After looking at PodiPodi yesterday there was an obvious problem of context, which brought up a very valid question, “why would someone want to do a google/yahoo/whatever search while on your page and have the results displayed as an overlay on top of your page?” There’s just no real point to it or value added to your site, so it seems really useless and as Ryan said, “just meant to be a flashy addition to a website.”
I found another program called Devo that solves this problem. Well, sort of… I’ll get to that later. It’s a Firefox extension that gives you basically the exact same UI (you press Shift+X or set the trigger command to whatever you want it to be instead of it always being Shift+Space) and allows you to search google, yahoo, flickr, wikipedia along with several other sites. There are also a few other cool features like annotating a site through SharedCopy. Those are all cool, but what I think really makes this stand out is that it allows you to create your own commands.
So, back to the contextual problem; I still see it here. These commands are only available when Firefox is open. What if you boot up your computer and you want to immediately do a google search, without having to open Firefox? What if you want to use that same UI to do something in another application, like notepad, iTunes, or internet explorer? I think that ultimately Enso solves the entire contextual problem because it’s a small program you download and install on your computer. This makes it computer-wide, so you can use it within any application you want to.

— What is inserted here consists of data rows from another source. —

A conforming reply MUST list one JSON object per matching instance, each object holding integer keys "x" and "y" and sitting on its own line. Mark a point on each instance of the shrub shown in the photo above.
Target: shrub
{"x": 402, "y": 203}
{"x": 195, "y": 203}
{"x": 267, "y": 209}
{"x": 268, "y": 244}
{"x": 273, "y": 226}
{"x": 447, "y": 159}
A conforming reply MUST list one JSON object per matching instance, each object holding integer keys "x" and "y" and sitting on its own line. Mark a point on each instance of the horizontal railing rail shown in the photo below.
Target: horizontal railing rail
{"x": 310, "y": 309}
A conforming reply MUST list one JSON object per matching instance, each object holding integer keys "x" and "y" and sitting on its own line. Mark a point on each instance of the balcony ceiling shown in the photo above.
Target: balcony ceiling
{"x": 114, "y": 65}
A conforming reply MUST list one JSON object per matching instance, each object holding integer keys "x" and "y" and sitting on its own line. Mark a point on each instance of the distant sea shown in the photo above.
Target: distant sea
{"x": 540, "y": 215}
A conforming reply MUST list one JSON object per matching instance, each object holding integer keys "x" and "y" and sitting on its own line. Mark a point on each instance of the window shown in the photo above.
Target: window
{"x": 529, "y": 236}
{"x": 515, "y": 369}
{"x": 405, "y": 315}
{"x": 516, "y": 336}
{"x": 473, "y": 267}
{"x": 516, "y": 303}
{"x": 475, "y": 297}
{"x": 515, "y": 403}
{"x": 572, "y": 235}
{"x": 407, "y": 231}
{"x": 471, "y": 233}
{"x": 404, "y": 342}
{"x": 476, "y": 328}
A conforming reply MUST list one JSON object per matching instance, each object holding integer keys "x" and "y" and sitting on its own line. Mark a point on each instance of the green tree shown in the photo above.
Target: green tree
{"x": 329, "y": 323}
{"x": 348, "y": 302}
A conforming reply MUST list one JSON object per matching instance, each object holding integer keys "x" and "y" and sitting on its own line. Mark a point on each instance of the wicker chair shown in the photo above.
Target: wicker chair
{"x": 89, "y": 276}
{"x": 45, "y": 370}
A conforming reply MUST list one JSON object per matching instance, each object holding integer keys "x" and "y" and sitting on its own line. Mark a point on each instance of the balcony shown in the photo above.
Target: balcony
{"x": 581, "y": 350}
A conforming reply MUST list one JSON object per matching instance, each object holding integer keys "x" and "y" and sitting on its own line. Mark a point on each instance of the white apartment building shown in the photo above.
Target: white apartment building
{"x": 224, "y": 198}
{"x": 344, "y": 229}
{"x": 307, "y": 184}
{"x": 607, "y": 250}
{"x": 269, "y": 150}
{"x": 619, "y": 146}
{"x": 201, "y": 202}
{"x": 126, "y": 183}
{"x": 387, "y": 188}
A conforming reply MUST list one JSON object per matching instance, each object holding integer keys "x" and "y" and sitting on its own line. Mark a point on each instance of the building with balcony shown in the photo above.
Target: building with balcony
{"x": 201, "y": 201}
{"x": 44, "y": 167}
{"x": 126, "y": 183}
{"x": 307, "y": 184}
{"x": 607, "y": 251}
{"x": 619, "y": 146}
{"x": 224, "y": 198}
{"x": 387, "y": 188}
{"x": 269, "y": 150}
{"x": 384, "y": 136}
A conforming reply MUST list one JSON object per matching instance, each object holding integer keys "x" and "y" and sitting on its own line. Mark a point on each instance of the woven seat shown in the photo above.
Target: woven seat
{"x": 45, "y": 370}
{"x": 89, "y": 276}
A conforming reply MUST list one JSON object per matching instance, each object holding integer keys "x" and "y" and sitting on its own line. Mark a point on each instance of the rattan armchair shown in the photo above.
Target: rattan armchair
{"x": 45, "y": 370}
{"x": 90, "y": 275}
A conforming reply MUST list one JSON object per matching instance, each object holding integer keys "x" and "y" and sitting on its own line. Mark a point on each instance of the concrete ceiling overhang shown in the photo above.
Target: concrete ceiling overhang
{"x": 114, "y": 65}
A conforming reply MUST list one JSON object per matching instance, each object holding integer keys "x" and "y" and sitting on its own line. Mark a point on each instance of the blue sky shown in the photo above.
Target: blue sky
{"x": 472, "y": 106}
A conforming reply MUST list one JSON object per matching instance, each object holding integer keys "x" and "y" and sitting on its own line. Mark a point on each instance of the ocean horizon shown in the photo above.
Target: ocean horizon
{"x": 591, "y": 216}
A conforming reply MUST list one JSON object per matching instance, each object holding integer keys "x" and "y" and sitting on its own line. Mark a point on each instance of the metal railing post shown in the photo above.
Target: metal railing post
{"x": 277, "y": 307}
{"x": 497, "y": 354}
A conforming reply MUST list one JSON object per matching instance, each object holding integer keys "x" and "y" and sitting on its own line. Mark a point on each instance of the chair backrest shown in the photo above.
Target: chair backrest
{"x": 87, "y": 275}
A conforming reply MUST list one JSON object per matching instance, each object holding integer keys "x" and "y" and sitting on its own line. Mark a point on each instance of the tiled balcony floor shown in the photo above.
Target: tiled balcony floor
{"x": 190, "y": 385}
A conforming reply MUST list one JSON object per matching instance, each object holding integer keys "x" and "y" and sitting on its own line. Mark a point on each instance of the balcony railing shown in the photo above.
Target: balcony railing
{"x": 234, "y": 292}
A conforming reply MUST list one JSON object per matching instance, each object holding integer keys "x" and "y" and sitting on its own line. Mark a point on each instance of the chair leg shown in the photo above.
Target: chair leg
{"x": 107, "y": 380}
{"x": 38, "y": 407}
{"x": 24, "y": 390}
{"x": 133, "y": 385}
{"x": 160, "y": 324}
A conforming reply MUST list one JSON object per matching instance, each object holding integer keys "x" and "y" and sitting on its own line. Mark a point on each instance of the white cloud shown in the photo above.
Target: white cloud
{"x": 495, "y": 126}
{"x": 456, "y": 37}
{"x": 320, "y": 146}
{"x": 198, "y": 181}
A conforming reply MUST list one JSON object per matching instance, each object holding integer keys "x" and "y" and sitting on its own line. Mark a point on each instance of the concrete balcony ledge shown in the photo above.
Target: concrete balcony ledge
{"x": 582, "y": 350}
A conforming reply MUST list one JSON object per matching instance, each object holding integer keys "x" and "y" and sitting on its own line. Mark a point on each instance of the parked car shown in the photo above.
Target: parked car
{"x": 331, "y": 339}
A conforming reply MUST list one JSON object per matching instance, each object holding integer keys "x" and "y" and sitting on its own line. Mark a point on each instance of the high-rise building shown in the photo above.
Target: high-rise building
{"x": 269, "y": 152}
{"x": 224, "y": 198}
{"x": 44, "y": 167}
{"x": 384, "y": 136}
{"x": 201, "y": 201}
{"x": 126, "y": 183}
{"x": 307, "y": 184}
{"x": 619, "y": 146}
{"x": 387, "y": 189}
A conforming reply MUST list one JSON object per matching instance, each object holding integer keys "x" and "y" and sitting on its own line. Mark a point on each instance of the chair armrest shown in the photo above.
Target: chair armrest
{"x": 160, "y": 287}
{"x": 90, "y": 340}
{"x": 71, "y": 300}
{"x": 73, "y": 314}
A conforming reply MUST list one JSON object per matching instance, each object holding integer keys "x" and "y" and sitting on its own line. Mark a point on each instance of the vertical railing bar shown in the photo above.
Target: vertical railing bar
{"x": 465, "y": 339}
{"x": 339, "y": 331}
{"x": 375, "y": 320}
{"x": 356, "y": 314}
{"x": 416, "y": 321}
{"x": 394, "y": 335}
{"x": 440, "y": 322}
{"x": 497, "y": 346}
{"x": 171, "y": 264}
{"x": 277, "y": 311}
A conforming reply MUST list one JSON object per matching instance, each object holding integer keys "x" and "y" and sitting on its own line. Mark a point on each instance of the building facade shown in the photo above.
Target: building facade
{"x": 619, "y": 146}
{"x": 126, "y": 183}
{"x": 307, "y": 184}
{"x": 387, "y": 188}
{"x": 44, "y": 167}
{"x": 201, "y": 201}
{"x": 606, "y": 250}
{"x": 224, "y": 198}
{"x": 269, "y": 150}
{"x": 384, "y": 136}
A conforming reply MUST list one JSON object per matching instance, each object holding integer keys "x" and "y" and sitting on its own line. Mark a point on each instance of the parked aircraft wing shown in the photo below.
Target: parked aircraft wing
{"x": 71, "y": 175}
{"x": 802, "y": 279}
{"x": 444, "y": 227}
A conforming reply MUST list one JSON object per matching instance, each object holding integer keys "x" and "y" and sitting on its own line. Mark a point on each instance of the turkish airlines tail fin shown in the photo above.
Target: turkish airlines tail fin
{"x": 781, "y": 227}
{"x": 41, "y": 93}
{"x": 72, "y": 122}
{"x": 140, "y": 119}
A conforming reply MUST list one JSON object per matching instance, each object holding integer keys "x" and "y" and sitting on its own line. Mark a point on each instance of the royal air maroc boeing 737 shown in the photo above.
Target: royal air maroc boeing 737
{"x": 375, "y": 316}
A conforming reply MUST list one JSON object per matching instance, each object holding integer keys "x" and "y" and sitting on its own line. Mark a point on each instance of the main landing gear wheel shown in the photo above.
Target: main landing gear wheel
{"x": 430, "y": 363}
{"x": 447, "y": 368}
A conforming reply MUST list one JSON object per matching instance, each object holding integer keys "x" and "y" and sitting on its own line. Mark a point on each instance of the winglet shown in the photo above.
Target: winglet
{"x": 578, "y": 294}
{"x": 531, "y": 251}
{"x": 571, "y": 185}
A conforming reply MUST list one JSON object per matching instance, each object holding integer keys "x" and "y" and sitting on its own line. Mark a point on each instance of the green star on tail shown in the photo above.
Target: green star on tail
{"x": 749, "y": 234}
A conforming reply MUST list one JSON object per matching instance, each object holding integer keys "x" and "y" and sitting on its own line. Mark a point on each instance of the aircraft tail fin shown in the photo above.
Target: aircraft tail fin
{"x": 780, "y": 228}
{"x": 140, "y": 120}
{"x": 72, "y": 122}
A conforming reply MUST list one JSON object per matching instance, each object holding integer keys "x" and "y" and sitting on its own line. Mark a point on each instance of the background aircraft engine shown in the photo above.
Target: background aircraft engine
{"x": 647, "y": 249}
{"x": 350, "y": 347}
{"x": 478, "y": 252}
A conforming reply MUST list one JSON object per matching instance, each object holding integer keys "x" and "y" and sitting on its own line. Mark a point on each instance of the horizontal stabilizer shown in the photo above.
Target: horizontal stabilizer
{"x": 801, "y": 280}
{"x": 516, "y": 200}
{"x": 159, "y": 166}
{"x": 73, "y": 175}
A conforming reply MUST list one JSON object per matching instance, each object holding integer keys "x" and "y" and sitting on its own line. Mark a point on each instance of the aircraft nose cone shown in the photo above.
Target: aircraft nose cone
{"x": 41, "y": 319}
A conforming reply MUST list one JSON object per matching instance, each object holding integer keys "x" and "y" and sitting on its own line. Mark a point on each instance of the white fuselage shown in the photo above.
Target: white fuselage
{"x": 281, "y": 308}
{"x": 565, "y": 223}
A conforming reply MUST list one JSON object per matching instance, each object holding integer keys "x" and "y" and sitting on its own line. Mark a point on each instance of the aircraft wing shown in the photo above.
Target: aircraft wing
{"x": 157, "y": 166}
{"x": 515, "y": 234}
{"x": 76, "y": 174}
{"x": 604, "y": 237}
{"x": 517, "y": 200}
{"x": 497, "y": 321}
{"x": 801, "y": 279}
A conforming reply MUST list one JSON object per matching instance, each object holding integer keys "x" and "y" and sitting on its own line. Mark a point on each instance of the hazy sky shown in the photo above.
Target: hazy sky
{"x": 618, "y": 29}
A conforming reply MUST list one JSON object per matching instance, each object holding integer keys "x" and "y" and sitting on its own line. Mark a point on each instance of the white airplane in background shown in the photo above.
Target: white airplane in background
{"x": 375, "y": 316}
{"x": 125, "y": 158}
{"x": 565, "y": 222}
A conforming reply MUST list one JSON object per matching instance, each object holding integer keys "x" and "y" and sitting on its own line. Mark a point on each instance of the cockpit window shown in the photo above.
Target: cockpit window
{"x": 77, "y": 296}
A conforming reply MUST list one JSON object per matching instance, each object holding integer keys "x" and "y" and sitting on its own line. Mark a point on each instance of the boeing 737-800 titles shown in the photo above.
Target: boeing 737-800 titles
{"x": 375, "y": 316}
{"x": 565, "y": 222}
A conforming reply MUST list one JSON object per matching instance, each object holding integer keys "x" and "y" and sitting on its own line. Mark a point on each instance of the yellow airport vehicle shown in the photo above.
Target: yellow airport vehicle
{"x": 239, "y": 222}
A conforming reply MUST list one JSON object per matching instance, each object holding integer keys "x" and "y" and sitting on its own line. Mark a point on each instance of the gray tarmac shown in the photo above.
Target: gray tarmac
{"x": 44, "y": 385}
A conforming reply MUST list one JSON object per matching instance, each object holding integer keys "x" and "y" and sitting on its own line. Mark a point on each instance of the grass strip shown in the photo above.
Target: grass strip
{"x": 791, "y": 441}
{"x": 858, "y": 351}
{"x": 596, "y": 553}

As for the features that Enso packs, it has all the web searches you could ask for. There are media controls to control your music (which Devo also has, however you must have the FoxyTunes Firefox plugin). There’s the spellcheck command which will do a spellcheck on any text you have highlighted, and since this is computer-wide it brings spellcheck to every application on your computer, which is pretty damn cool if you ask me. There’s also the launcher commands which, if I’m remembering correctly, crawls your computer for applications to run and adds them to the launcher so to open the calculator you can type, “open calculator” or “open calc” since the auto-complete will fill in the rest.
I really like these command based UI’s that allow users to do what they want to do quickly, without losing focus of the task at hand or having to reach for the mouse, keeping the UI pretty (not like a command shell), and keeping the commands easily readable by humans. I think that once more and more people start using these, they’ll realize how helpful these tools can actually be.